Por que subo montanhas?!
Subo, porque é preciso subir
Subo para a vida continuar brotando
Subo para tocar o céu
Treino para adentrar o infinito
Sincronizar o tempo
Marcar os dias
Ler e escrever o mundo
Enxergando as sombras
Toda dor tem cura
Basta subir montanhas
Nesse último final de semana, abracei o passado e beijei o futuro.
Fiz uma viagem mágica a Ibiá e Araxá, no Triângulo Mineiro, onde lancei o meu último livro “O tempo sem tempo”, pela Editora Autêntica. Ibiá foi a cidade onde sequei o umbigo. Araxá, parte do quintal da minha casa, onde ele foi enterrado.
Quinta-feira, 20 de junho:
Mergulhei na Avenida Amazonas rumo ao Triângulo Mineiro. Errei no entroncamento para São Paulo. O Sul quis me levar. Eu precisava do Oeste. Achei a 262. O sol agora estava na posição que deveria estar.

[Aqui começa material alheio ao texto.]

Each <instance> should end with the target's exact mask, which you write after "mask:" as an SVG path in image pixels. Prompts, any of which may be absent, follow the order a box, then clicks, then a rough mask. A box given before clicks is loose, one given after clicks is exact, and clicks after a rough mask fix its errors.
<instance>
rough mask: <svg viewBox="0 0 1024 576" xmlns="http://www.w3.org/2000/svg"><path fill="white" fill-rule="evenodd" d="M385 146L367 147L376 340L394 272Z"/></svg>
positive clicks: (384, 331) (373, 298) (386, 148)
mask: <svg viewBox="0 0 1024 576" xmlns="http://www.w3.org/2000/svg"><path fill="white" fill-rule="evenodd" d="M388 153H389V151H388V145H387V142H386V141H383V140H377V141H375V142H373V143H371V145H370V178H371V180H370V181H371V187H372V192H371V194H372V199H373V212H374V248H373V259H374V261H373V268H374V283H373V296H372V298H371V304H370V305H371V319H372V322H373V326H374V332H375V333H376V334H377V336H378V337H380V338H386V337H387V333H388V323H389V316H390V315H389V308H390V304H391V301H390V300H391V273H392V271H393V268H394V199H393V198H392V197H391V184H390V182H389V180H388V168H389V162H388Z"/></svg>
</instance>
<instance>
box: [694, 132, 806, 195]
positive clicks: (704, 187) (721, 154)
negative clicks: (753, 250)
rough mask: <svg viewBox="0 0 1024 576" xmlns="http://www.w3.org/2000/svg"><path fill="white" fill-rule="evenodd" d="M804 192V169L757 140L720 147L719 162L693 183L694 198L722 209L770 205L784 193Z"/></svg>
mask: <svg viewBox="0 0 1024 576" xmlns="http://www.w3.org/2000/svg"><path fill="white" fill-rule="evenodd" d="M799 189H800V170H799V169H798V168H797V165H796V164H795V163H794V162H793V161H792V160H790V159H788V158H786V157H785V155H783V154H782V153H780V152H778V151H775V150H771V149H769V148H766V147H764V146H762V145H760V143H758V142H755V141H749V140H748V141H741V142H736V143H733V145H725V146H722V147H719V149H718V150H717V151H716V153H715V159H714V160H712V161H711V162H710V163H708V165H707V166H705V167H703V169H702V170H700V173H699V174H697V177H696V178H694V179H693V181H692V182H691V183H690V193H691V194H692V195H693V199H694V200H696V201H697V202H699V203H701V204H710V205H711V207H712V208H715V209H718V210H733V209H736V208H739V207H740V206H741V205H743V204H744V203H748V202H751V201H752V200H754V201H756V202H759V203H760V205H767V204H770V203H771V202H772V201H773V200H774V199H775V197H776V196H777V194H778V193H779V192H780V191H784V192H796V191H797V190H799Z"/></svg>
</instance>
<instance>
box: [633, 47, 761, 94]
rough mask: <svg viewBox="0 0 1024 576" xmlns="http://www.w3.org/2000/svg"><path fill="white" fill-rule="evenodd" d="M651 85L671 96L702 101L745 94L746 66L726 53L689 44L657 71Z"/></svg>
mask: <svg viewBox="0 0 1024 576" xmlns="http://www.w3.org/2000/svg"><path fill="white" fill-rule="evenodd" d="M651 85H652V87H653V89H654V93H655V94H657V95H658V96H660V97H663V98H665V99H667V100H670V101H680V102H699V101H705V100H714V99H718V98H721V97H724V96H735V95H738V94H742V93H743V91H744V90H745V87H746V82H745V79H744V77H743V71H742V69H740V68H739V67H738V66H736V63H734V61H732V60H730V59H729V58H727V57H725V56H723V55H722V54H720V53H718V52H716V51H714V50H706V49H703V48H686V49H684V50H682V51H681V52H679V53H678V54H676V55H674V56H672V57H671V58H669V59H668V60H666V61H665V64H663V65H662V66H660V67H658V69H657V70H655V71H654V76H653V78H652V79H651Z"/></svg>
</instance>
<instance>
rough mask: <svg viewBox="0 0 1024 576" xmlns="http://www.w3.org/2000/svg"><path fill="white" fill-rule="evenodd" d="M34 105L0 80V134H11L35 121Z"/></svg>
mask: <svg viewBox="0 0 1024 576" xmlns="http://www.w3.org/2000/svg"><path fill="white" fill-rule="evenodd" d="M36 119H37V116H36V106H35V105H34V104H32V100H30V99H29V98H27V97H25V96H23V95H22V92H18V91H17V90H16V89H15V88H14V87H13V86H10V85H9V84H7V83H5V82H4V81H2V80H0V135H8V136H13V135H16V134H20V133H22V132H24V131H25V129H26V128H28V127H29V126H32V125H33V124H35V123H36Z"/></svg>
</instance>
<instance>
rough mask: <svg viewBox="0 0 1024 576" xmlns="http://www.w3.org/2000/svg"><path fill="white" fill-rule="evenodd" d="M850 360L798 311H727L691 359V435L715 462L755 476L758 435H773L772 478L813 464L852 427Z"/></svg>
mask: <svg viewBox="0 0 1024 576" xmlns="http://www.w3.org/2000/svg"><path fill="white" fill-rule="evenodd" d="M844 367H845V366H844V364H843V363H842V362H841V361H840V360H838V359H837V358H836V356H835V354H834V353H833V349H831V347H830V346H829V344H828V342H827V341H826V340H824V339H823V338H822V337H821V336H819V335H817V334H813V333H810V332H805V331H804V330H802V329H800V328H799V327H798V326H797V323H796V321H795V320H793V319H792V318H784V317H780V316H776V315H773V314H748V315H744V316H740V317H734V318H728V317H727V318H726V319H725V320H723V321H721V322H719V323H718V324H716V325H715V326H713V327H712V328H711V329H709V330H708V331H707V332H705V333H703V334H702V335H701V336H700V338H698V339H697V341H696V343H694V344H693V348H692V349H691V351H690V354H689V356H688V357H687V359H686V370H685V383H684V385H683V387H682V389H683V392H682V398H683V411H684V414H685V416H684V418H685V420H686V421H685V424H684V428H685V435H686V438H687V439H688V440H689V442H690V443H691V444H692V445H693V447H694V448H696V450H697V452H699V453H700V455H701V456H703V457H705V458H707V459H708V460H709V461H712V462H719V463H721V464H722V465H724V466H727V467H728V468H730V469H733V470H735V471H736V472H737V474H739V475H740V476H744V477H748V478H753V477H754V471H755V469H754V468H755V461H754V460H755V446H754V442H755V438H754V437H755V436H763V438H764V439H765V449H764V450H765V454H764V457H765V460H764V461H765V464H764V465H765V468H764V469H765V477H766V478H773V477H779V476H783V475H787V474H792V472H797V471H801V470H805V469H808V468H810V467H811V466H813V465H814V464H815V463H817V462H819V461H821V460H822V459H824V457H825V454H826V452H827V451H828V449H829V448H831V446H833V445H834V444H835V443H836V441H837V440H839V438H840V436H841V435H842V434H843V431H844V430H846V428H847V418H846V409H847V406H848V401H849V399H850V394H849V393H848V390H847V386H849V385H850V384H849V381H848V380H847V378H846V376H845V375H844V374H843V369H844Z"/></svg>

Pista dupla! Chique no último! Tem base?! Voltei a treinar meu “Ibiaês”, o qual nunca saíra de mim. Há 20 anos não passava por essa estrada. Tudo diferente e a mesma coisa. O estranhamento era o mesmo daquele dia que, há 55 anos, me levara do meu ninho. A estrada era a mesma, o viajante não.
Como tudo que é bom nesse país acaba rápido, a pista dupla também acabou em Nova Serrana. Novamente descalço! Trocadilho infame! Para viajar sozinho, não cochilar ou enlouquecer é preciso rir de si mesmo.
Passei a ponte do São Francisco e comecei a escalada da Serra de Campos Altos. A estrada serpenteia montanha acima e quase beija o céu. Só não chega até lá, por causa do SIGA/PARE, hiato necessário para reparar o caminho.
Eram 5 da tarde quando aportei em Ibiá. A luz do dia aos poucos dava lugar à lua cheia. Caminhei em silêncio pela cidade como se andasse dentro de minhas entranhas. As ruas, as casas, a praça e a igreja estavam lá. Tudo diferente e absolutamente igual. Entrei pela lateral da igreja matriz e dei de cara com São Sebastião. Se não estivesse amarrado ele me abraçaria. Eu o abracei.
Caminhei até o Grupo Escolar Dom José Gaspar, onde comecei minha jornada, e hoje seria o local do lançamento do livro. Dezenas de pessoas me aguardavam. Eram todas conhecidas, amigas e certamente me viram correndo pelas ruas de calça curta. Com a batida do bundo da fanfarra na qual toquei prato na infância, a memória e o passado foram sendo acordados de um sono profundo. A emoção bateu forte e tive que ser amparado pela minha amiga e colega Olímpia, a qual junto com a Academia Ibiaense de Letras haviam preparado a surpresa. Após autografar inúmeros livros, a noite terminou no Bar do Bené, com amigos dos “tempos sem tempo”.
Sexta-feira, 21 de junho:
Ibiá é uma cidade que apita. A fábrica e os trens apitam. Me lembro desses apitos ainda deitado ao lado da minha mãe. Olhei ao meu lado e ela já havia saído.
Às 8 da manhã, fui conversar com os alunos da minha antiga escola. Fui de bicicleta, minha companheira inseparável ao longo dos anos. O menino dentro de mim estava em festa. Me vi em cada um daqueles olhos atentos que me observavam como se eu fosse um extraterrestre. Sim, eu era um ET.
Pedalando pela cidade, encontrei um grupo de meninos subindo uma ladeira cantando e empurrando as suas bikes. Convidei-os para uma foto e um pedal. Toparam na hora.
Subi o morro pedalando com eles. Eu era eles e eles, eu.
Segui meu caminho sem planejar. Passando pela porta do cemitério, resolvi entrar. Coisa que nunca faço! Tentei achar o túmulo dos meus avós. Não encontrei. Pedi ajuda de um coveiro e ele não dava nenhuma notícia dos meus defuntos. Com toda certeza, estavam lá, afirmou ele.
De Ibiá fui para Araxá participar da 12ª Fliaraxá, organizada pelo Afonso Borges. Não sei como fiquei tanto tempo sem conhecer esse evento. Não foi por falta de convite. Caí num caldeirão de sensibilidade do qual nunca soube que seria parte do tempero.
Como disse o imortal da AML, Luís Giffoni, em sua apresentação: “A leitura é a profilaxia da demência. Portanto, uma questão de saúde pública”.
Foram dois dias de imersão numa bolha mágica da qual nenhum escritor gostaria de sair. A encruzilhada chegou. Para saber qual caminho seguir é preciso assoviar. Assoviei.
Sábado, dia 22 de junho:
Voltei pelo mesmo caminho que fui. A estrada era a mesma. Eu, nunca mais.